Pakistani military chief Gen. Ashfaq Kayani will visit Russia next week in an effort to strengthen Islamabad's military ties with Moscow, The Express Tribune reported Tuesday. Kayani's trip will mark the first official visit to the Kremlin by a Pakistani military head, with the exception of his predecessor, Gen. Pervez Musharraf, who visited Moscow in 2003 as president. Similarly, Russian President Vladimir Putin will visit Pakistan from Oct. 2-4; this will be the first visit by a Russian head of state in Pakistani history.

This type of high-level diplomacy between Russia and Pakistan is unprecedented. Indeed, during the Cold War, Islamabad allied with the United States against the Soviet Union and, along with Washington and Riyadh, supported the Islamist insurgency that would force the Soviets to withdraw from Afghanistan in 1989. However, as an unnamed senior military official noted in The Express Tribune report, Pakistan's interests currently align with those of Russia more than with those of the United States.

Nearly a quarter century after the Soviet withdrawal, U.S.-led NATO forces in Afghanistan are preparing to follow suit. The impending withdrawal has Moscow worried about threats posed by the Taliban and other Afghan jihadists if left unchecked by NATO troops. Islamabad is similarly concerned about the impact that a Taliban resurgence would have on Pakistani security.

U.S. actions since 9/11 have upset the fragile balance of power in the region. In the 1990s, the Russians (along with the Iranians and the Indians) backed the Northern Alliance's fight against the Taliban, who in turn received support from Pakistan, Saudi Arabia and the United Arab Emirates. But the spillover of the Taliban insurgency into Pakistan in recent years — and the resulting deaths of tens of thousands of Pakistani citizens and security forces — has altered Islamabad's views of the Afghan militants. 
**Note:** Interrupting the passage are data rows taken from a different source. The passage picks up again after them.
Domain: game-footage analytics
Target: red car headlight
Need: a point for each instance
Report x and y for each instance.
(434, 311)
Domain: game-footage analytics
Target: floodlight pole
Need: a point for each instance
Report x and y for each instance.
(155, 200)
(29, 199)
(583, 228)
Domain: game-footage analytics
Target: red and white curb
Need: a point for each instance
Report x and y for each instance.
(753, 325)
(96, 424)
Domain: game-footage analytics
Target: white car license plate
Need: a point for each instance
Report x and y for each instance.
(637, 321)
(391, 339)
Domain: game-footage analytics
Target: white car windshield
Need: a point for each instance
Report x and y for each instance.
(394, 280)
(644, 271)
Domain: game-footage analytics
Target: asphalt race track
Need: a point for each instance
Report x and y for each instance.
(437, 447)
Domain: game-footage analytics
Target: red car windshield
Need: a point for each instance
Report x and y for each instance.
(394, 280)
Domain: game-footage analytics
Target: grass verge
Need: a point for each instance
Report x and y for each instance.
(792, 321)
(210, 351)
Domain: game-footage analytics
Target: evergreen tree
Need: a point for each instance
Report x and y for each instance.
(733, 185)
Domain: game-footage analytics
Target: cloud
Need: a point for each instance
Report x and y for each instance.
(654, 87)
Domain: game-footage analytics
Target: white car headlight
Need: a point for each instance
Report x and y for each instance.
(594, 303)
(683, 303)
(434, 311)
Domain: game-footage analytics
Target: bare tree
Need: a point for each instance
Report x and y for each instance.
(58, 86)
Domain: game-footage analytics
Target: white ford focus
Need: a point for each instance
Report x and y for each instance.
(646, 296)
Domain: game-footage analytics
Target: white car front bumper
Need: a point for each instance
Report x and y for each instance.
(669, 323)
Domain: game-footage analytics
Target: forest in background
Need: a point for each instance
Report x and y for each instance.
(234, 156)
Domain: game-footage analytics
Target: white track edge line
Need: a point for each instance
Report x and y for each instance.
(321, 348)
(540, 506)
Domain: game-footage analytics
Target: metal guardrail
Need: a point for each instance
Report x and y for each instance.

As a result, the Pakistanis have been attempting to enhance ties with the Afghan government, as well as with anti-Taliban ethnic minority groups. Pakistan has also sought to repair relations with India, due primarily to Islamabad's desire to avoid a proxy war with its eastern rival in post-NATO Afghanistan.

It is thus notable that the shifts in Pakistani foreign policy, especially concerning Afghanistan, are taking place at a time when U.S.-Pakistani ties have soured due to disagreements about how to stabilize Afghanistan and increasing U.S. unilateral action on Pakistani soil. Relations between the two longtime allies reached a breaking point last November after U.S. airstrikes in Pakistan's tribal belt killed 24 Pakistani soldiers. Washington and Islamabad agreed to normalize relations after a monthslong stand-off, but the damage was clearly done. Indeed, The Express Tribune noted that Kayani was originally scheduled to visit Moscow in early August, but the trip was delayed by a series of meetings with American officials designed to repair damaged U.S.-Pakistani relations.

The breach with the Americans pushed Islamabad to try to diversify its foreign policy portfolio and reduce its dependence on the United States. The push stemmed in part from the democratization of policy-making under the current government, which will likely become the first in Pakistani history to complete its term. Moreover, political, economic and security problems in Pakistan have reached all-time highs, forcing the country's civilian rulers and military leaders to agree that Islamabad needs a new strategic outlook. 

The Pakistanis do not believe that an alliance with Russia can replace a partnership with the United States. Rather, Islamabad hopes to increase its foreign policy options by reaching out to Moscow. In turn, the Kremlin has two broad goals for relations with Pakistan: it wants to prevent a deteriorated security environment in post-NATO Afghanistan from destabilizing Central Asia or exacerbating the spread of Islamist militancy within Russia's sphere of influence in places like Tatarstan. Moscow also hopes to gain leverage in a country that has traditionally been in the American sphere of influence. 

To what extent the Russians or the Pakistanis can achieve their objectives remains to be seen. What is certain is that both countries appear to be going to great lengths to overhaul their bilateral relations.